Romantsev is also hoping to cap the Brazilian Luis Pereira Robson, at Spartak since 1997, and his compatriot Antonio Marcao, who both scored against Arse­nal in the recent Champions League match. Another Brazilian waiting to switch nationalities is Mendes Per­eira Nilton, soon to make his debut for Kazakhstan, where he is playing for Irtysh-Bastau of Pavlodar.

While a black player has still to play for Russia or another senior national team of one of the former Soviet republics, a couple of Africans born in eastern Europe have already won Under-21 caps: Nelson Tam­ov, half Sierra Leonian, and Mark Addo, half Ghanaian, have turned out for Russia and Belarus ⌦re­s­pectively. Hungary are also using a Nigerian striker in the senior team, Thomas Sowunmi.
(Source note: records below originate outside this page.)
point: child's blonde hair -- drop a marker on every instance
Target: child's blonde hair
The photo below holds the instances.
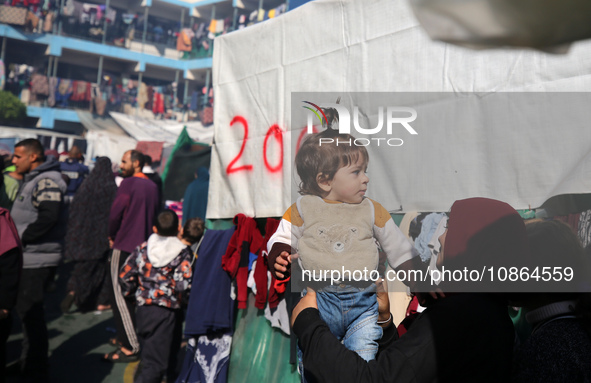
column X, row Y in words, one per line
column 314, row 159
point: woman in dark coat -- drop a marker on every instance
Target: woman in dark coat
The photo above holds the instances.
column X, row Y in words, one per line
column 87, row 241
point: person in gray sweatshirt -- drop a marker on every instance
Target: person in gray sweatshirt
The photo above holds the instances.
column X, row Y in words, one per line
column 40, row 221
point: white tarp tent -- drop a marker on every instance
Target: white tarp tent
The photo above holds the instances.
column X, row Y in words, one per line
column 148, row 129
column 378, row 46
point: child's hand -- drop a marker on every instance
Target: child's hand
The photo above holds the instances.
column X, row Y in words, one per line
column 383, row 302
column 282, row 265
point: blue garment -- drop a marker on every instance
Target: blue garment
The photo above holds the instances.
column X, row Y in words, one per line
column 76, row 171
column 210, row 306
column 195, row 199
column 351, row 314
column 428, row 228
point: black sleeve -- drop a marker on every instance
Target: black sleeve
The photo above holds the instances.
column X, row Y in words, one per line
column 9, row 278
column 48, row 216
column 328, row 360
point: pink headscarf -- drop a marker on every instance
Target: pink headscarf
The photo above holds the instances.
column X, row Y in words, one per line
column 484, row 233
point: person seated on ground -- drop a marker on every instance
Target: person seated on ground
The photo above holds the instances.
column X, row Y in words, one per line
column 461, row 337
column 559, row 347
column 157, row 273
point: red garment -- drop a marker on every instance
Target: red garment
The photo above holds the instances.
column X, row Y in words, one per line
column 260, row 271
column 236, row 256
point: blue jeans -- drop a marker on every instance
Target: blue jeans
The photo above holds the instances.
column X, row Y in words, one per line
column 351, row 314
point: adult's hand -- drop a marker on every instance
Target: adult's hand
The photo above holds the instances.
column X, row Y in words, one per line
column 282, row 265
column 309, row 300
column 384, row 314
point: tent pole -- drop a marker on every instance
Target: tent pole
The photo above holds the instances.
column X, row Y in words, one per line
column 174, row 98
column 3, row 52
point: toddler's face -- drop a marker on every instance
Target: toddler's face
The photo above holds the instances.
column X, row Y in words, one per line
column 349, row 183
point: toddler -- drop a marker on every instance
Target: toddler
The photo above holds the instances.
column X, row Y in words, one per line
column 334, row 226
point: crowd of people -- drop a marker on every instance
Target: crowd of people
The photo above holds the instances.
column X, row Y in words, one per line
column 127, row 251
column 135, row 257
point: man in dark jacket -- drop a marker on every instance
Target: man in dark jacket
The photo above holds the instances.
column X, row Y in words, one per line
column 130, row 224
column 38, row 215
column 74, row 168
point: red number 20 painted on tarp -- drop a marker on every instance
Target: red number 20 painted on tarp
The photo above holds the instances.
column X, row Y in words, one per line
column 230, row 169
column 277, row 133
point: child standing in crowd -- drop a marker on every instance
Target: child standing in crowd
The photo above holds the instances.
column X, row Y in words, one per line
column 334, row 227
column 158, row 272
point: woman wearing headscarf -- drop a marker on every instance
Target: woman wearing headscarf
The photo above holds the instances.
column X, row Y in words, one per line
column 87, row 239
column 559, row 346
column 460, row 337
Three Zambian players, Derby Mankinka, Wisdom Chansa and Richard Mwanza, became the first for­eigners to play in the then Soviet league 11 years ago, having been spotted at the Seoul Olympics in the side that beat Italy 4-0. They joined the obscure Pamir of Dushanbe in Tajikistan because of a “special relationship” between that republic and Zambia. Sadly, all three died in the plane that crashed while taking the Zambian squad to an international match in 1993.

The first Brazilians in Russia were Luis Andre da Silva and Junior Mario Dos Santos, who signed for Lokomotiv Nizhny Novgorod in 1995. Today, imports from Africa and Brazil are spread through almost all the former Soviet republics. Taking out citizenship gives them a wider range of statutory rights in their adopted countries and can only help them overcome prevailing obstacles, whether it is the totally different lifestyle, the often appalling weather or, all too com­monly, entrenched racism.